This week, we celebrate the 12th anniversary of the game My Pokemon Ranch. It wasn’t really much of a game, though. It was a $10 Pokemon storage system for Diamond and Pearl that could be purchased through the WiiWare download service.
Similar in concept to the GameCube’s Pokemon Box for Ruby and Sapphire, players could trade and store the Pokemon they had caught in the games. Unlike Pokemon Box, however, My Pokemon Ranch was the very first storage software to be released online to the general public.
My Pokemon Ranch was extremely simple in design. Run by a character named Hayley, the ranch could store up to 999 Pokemon (nearly double the amount you could store in a single Diamond or Pearl save file), and it allowed players to view 3D polygonal models of their creatures.
The game was criticized for being too simple, but we have to keep in mind that this was one of The Pokemon Company’s earliest attempts at a storage system that allowed you to connect your save file across multiple systems. A lot of the features included in My Pokemon Ranch are still present in the storage options we have today.
There were quests you could complete each day, which offered rewards that you could transfer to your Diamond and Pearl save files. The ranch could be upgraded up to 25 levels depending on how many Pokemon were stored, expanding the space each time.

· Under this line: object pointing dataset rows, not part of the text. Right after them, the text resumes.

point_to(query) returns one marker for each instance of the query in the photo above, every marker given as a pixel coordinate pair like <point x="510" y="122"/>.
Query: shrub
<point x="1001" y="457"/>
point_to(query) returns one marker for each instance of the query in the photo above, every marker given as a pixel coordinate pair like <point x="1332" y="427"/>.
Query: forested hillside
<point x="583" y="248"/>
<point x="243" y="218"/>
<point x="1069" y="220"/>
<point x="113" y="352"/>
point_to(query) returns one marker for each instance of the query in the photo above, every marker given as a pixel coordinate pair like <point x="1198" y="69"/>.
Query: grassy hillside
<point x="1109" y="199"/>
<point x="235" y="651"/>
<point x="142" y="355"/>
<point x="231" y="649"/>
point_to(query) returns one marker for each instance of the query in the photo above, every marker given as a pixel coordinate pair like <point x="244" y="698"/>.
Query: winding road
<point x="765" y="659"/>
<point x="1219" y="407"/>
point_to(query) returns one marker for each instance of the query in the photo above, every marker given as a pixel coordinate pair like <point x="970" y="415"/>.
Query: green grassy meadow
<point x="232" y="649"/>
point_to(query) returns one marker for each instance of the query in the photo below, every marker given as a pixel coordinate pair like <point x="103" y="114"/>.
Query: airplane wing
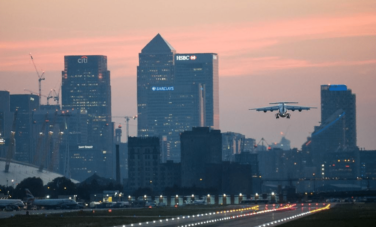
<point x="269" y="108"/>
<point x="300" y="108"/>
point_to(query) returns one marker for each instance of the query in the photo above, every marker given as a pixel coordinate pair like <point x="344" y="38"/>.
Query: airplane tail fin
<point x="284" y="102"/>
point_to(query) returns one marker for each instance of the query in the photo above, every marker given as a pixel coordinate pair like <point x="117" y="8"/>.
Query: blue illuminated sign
<point x="162" y="88"/>
<point x="338" y="87"/>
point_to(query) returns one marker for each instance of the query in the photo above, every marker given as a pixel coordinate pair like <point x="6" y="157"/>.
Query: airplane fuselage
<point x="282" y="111"/>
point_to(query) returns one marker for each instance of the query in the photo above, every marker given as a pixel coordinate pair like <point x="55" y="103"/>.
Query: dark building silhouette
<point x="58" y="135"/>
<point x="25" y="105"/>
<point x="367" y="168"/>
<point x="336" y="135"/>
<point x="232" y="144"/>
<point x="200" y="148"/>
<point x="175" y="92"/>
<point x="236" y="178"/>
<point x="86" y="87"/>
<point x="145" y="167"/>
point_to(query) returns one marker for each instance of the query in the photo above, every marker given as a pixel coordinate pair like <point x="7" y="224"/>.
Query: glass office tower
<point x="86" y="87"/>
<point x="175" y="92"/>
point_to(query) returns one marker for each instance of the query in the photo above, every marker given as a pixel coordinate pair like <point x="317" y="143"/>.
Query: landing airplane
<point x="51" y="203"/>
<point x="282" y="108"/>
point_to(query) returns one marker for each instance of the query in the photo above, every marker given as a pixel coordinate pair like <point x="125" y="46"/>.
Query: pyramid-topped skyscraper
<point x="158" y="45"/>
<point x="154" y="72"/>
<point x="175" y="92"/>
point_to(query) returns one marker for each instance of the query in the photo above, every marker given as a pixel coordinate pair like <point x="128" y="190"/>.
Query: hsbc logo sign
<point x="185" y="57"/>
<point x="83" y="59"/>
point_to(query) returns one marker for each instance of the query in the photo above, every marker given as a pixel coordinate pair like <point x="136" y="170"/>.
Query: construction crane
<point x="40" y="141"/>
<point x="127" y="118"/>
<point x="40" y="77"/>
<point x="55" y="151"/>
<point x="57" y="96"/>
<point x="34" y="93"/>
<point x="53" y="94"/>
<point x="11" y="143"/>
<point x="48" y="143"/>
<point x="262" y="142"/>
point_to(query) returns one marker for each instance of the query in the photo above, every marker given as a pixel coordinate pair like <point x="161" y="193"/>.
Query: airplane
<point x="11" y="203"/>
<point x="282" y="109"/>
<point x="50" y="203"/>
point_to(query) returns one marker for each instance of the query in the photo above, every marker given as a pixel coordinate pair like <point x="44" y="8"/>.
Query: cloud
<point x="235" y="44"/>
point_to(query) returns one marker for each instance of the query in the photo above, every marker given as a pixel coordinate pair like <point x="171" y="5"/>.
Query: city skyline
<point x="298" y="47"/>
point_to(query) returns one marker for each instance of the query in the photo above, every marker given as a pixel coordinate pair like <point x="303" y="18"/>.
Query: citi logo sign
<point x="83" y="59"/>
<point x="185" y="57"/>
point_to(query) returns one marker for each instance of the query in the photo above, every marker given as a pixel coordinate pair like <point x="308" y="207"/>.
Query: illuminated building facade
<point x="26" y="105"/>
<point x="333" y="98"/>
<point x="86" y="87"/>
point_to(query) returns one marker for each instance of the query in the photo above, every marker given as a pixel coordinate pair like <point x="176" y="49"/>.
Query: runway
<point x="267" y="215"/>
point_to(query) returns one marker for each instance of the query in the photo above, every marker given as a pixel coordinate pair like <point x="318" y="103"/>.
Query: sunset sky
<point x="268" y="51"/>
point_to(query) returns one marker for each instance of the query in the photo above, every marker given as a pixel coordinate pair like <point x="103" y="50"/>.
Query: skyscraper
<point x="196" y="75"/>
<point x="25" y="105"/>
<point x="86" y="87"/>
<point x="175" y="92"/>
<point x="155" y="88"/>
<point x="333" y="98"/>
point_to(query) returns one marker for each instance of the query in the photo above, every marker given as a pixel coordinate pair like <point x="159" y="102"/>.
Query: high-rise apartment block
<point x="25" y="105"/>
<point x="201" y="156"/>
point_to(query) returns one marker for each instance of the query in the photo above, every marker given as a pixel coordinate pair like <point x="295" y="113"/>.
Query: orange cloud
<point x="235" y="43"/>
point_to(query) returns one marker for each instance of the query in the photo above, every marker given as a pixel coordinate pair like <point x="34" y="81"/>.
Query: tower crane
<point x="40" y="78"/>
<point x="34" y="93"/>
<point x="38" y="151"/>
<point x="11" y="143"/>
<point x="262" y="142"/>
<point x="48" y="143"/>
<point x="127" y="118"/>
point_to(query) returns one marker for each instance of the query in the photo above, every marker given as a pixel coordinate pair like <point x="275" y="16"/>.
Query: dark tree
<point x="34" y="184"/>
<point x="61" y="186"/>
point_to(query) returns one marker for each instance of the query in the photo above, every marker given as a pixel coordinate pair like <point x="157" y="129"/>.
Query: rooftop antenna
<point x="40" y="78"/>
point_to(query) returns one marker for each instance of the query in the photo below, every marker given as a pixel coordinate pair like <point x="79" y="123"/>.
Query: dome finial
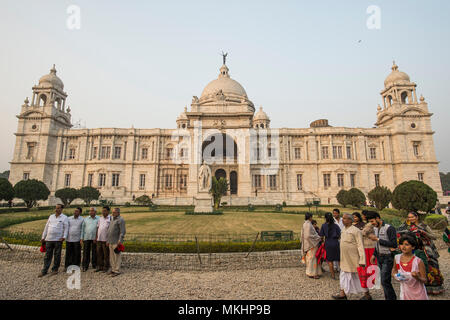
<point x="394" y="66"/>
<point x="224" y="56"/>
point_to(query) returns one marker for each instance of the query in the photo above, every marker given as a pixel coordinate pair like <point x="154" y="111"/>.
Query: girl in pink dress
<point x="410" y="271"/>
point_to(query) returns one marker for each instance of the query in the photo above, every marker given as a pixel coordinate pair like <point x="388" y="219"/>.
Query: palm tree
<point x="219" y="187"/>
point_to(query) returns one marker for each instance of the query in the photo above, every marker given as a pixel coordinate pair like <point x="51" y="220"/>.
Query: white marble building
<point x="262" y="164"/>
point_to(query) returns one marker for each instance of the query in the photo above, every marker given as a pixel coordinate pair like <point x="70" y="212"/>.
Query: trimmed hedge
<point x="214" y="213"/>
<point x="436" y="221"/>
<point x="214" y="247"/>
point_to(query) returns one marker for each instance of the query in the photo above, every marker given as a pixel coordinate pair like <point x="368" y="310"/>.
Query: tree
<point x="342" y="198"/>
<point x="445" y="181"/>
<point x="5" y="174"/>
<point x="67" y="195"/>
<point x="414" y="196"/>
<point x="88" y="194"/>
<point x="381" y="196"/>
<point x="144" y="200"/>
<point x="6" y="190"/>
<point x="218" y="189"/>
<point x="30" y="191"/>
<point x="355" y="197"/>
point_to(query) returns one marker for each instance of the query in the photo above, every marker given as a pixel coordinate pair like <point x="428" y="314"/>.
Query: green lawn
<point x="140" y="220"/>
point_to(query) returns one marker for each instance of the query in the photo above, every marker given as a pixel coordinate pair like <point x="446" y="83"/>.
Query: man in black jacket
<point x="386" y="238"/>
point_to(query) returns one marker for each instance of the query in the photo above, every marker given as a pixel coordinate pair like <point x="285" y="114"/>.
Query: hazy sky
<point x="140" y="62"/>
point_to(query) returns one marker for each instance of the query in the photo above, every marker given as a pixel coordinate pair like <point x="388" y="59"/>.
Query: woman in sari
<point x="310" y="244"/>
<point x="426" y="250"/>
<point x="331" y="232"/>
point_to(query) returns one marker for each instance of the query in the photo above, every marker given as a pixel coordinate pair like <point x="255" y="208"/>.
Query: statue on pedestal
<point x="204" y="178"/>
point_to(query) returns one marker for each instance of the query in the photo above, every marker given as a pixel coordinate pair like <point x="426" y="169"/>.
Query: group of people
<point x="359" y="245"/>
<point x="101" y="239"/>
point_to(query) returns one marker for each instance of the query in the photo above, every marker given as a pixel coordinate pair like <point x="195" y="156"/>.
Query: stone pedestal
<point x="203" y="203"/>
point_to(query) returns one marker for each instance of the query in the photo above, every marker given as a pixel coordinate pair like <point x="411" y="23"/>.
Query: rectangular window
<point x="115" y="180"/>
<point x="72" y="153"/>
<point x="117" y="152"/>
<point x="183" y="181"/>
<point x="416" y="149"/>
<point x="377" y="180"/>
<point x="101" y="179"/>
<point x="106" y="153"/>
<point x="298" y="153"/>
<point x="169" y="153"/>
<point x="326" y="180"/>
<point x="373" y="153"/>
<point x="324" y="152"/>
<point x="90" y="179"/>
<point x="61" y="153"/>
<point x="273" y="182"/>
<point x="337" y="152"/>
<point x="299" y="182"/>
<point x="340" y="180"/>
<point x="67" y="180"/>
<point x="144" y="153"/>
<point x="257" y="181"/>
<point x="168" y="181"/>
<point x="30" y="151"/>
<point x="352" y="180"/>
<point x="142" y="181"/>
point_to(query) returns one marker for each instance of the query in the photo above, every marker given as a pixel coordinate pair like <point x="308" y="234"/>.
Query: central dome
<point x="224" y="83"/>
<point x="51" y="80"/>
<point x="396" y="77"/>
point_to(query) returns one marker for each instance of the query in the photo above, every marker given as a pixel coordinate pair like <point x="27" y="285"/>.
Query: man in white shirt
<point x="55" y="232"/>
<point x="73" y="242"/>
<point x="102" y="232"/>
<point x="338" y="220"/>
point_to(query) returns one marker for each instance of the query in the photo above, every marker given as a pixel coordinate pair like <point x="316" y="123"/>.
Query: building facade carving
<point x="262" y="164"/>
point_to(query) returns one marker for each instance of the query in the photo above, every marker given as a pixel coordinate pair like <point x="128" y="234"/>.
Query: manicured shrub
<point x="66" y="195"/>
<point x="342" y="198"/>
<point x="6" y="190"/>
<point x="31" y="191"/>
<point x="414" y="196"/>
<point x="436" y="221"/>
<point x="381" y="196"/>
<point x="356" y="197"/>
<point x="88" y="194"/>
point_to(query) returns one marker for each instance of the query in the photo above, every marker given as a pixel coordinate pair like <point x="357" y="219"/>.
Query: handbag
<point x="363" y="276"/>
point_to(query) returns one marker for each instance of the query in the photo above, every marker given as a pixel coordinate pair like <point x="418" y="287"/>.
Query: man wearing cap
<point x="102" y="248"/>
<point x="73" y="242"/>
<point x="88" y="239"/>
<point x="55" y="232"/>
<point x="116" y="233"/>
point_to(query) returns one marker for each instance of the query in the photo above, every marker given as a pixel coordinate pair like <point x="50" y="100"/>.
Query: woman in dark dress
<point x="332" y="233"/>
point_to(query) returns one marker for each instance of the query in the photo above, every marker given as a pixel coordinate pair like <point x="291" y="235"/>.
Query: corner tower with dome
<point x="263" y="165"/>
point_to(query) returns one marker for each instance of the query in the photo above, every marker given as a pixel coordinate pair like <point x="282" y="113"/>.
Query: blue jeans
<point x="386" y="263"/>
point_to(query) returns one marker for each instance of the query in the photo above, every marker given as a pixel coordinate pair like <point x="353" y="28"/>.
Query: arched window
<point x="42" y="100"/>
<point x="404" y="97"/>
<point x="389" y="100"/>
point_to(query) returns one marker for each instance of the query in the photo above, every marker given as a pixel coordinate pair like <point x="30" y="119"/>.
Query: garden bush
<point x="436" y="221"/>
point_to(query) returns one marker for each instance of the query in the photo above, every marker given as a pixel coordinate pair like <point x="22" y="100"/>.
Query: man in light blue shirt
<point x="55" y="232"/>
<point x="73" y="241"/>
<point x="88" y="239"/>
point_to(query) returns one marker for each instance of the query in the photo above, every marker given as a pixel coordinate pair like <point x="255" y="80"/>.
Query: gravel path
<point x="19" y="281"/>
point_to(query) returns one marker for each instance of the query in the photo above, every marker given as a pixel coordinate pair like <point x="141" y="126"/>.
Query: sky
<point x="138" y="63"/>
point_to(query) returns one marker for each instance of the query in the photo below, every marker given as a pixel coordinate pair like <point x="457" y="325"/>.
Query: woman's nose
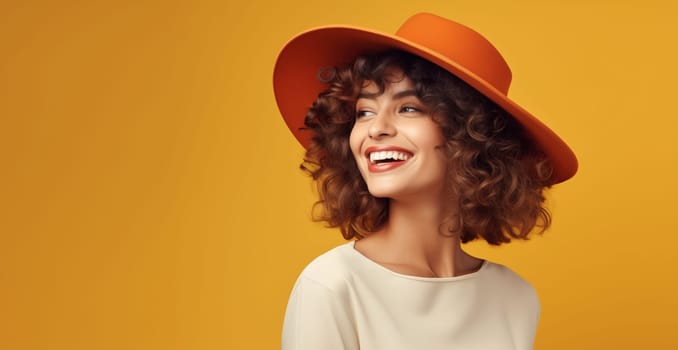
<point x="381" y="126"/>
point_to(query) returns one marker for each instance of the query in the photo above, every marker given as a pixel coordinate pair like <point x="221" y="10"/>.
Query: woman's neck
<point x="417" y="240"/>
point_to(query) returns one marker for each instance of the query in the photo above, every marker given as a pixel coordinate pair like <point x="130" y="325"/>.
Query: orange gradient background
<point x="150" y="196"/>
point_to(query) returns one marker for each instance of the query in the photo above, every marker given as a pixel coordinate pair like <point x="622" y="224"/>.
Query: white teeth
<point x="383" y="155"/>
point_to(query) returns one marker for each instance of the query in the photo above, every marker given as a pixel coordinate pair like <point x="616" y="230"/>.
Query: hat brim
<point x="296" y="84"/>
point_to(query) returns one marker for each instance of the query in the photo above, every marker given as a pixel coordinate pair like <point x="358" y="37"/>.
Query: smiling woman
<point x="416" y="149"/>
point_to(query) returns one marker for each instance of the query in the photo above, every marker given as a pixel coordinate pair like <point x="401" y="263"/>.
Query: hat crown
<point x="461" y="44"/>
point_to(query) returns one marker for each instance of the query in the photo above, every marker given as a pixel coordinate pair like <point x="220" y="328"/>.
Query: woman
<point x="416" y="149"/>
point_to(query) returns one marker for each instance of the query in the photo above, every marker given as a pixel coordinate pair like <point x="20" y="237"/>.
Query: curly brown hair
<point x="498" y="175"/>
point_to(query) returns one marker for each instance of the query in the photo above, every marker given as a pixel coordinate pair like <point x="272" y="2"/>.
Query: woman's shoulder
<point x="509" y="286"/>
<point x="331" y="269"/>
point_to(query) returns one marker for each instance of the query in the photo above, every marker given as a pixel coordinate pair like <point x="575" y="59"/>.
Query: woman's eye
<point x="409" y="109"/>
<point x="363" y="113"/>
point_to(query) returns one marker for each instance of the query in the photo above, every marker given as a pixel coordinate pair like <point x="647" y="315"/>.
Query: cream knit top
<point x="343" y="300"/>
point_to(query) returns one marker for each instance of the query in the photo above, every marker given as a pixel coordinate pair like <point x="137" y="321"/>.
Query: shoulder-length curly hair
<point x="497" y="174"/>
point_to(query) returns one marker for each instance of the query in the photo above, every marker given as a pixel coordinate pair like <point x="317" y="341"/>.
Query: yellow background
<point x="150" y="195"/>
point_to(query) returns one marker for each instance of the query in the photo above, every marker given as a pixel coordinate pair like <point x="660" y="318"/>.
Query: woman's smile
<point x="395" y="142"/>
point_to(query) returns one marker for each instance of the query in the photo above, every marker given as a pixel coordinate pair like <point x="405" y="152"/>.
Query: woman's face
<point x="397" y="146"/>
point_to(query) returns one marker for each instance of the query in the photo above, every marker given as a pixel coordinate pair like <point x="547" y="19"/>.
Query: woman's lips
<point x="385" y="158"/>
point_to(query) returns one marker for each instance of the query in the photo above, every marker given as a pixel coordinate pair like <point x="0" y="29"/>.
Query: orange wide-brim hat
<point x="299" y="72"/>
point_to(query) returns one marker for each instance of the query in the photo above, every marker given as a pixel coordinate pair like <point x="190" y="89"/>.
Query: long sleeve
<point x="317" y="318"/>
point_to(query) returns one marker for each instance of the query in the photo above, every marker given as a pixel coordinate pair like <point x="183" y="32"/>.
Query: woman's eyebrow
<point x="396" y="96"/>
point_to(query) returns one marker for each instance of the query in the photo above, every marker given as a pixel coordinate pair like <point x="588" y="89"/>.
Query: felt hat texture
<point x="299" y="71"/>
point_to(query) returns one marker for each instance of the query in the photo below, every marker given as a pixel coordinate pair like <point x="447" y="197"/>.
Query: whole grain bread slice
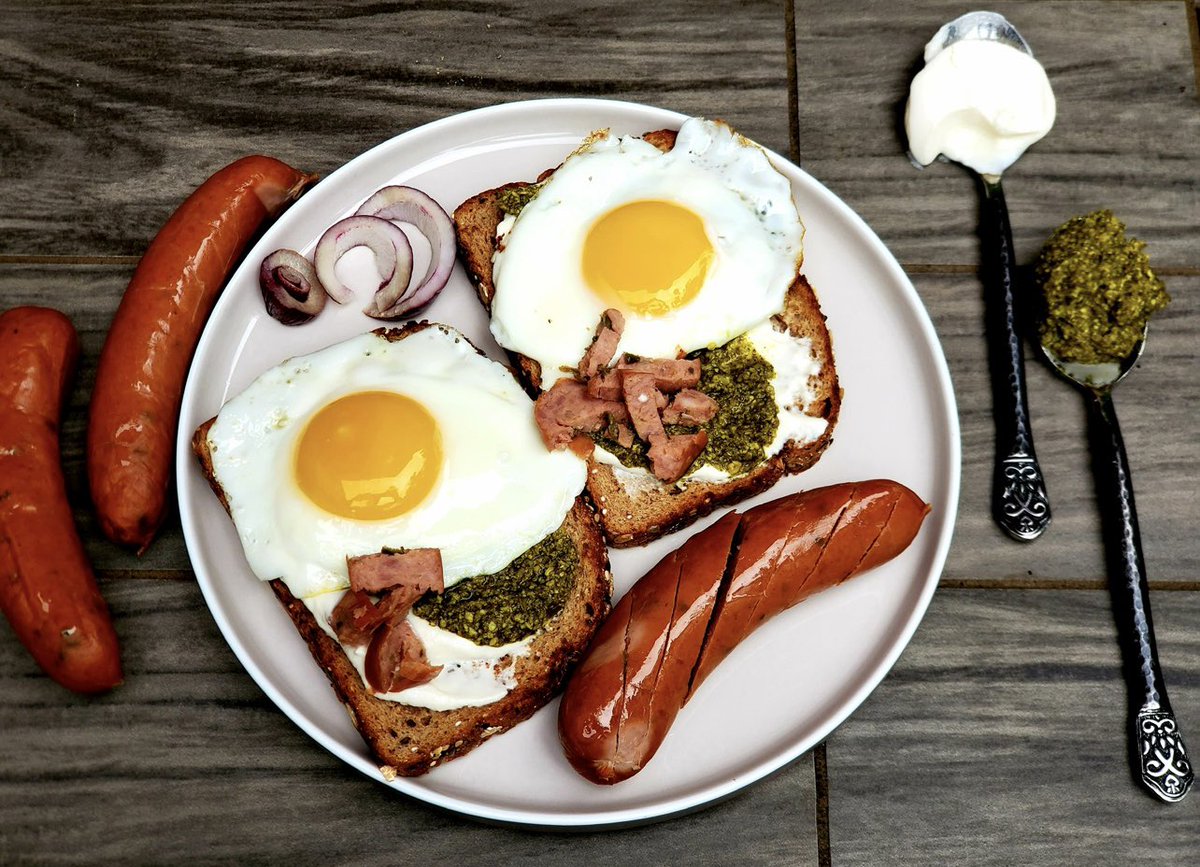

You could take snapshots of the Pokemon you added to the ranch that could be saved on an SD card. Pokemon would react differently in the ranch depending on its nature in the game; for example, a Pokemon with a lonely nature might only play by itself instead of messing around with the other monsters.
There was even online connectivity in which you could visit other players’ ranches to see their Pokemon collections, although you couldn’t trade within the ranch itself.
Most notably, the game gave out rewards in the form of rare Pokemon. After upgrading your ranch, Hayley would give you hard-to-obtain Pokemon with special items or moves to trade back to your game. After storing 250 Pokemon, you’d receive the legendary Phione as a gift.
The greatest reward of all was obtained for depositing the maximum of 999 Pokemon into the ranch, which was no easy feat. Since Diamond and Pearl only let you carry 540 Pokemon at a time, this would take hours of catching and multiple trips. The reward at the end was a Mew, making it one of the only legitimate ways to obtain this mythical Pokemon at the time.
12 years later, as we store the Pokemon we’ve collected on the Home app, I can’t help but wonder why we haven’t seen greater improvements as the years went on.
After My Pokemon Ranch, we got Bank for the 3DS, which allowed us to trade and store our Pokemon, but it was a storage system and not much else.
There were no fun things to do, like play with 3D models of the Pokemon or take snapshots of them. There were occasional rewards, but they were distributed randomly, not through quests.
Now, in 2020, we have Pokemon Home, the latest solution for storing Pokemon outside of the main games. Aside from the storage system itself, it includes achievements, a reward for completing the Pokedex, and a few other bells and whistles. But aside from being on mobile phones instead of the Wii, it actually isn’t too different from My Pokemon Ranch.
I’m not sure if this can be attributed to Home being behind in the times, or if My Pokemon Ranch was ahead of its time, or maybe a bit of both.
The graphics in My Pokemon Ranch were nothing to marvel at, but the 3D models were kind of cute, and the game did a lot of experimenting that set the stage for Bank and eventually Home.
My Pokemon Ranch wasn’t perfect by any means, but it was simple and did what it was meant to do.
For all of the criticism that it faced at release, looking back, it got a lot of things right, especially when online connectivity between two different consoles was fairly new.
To collectors and completionists, My Pokemon Ranch was a valuable tool that helped pave the way for future storage systems.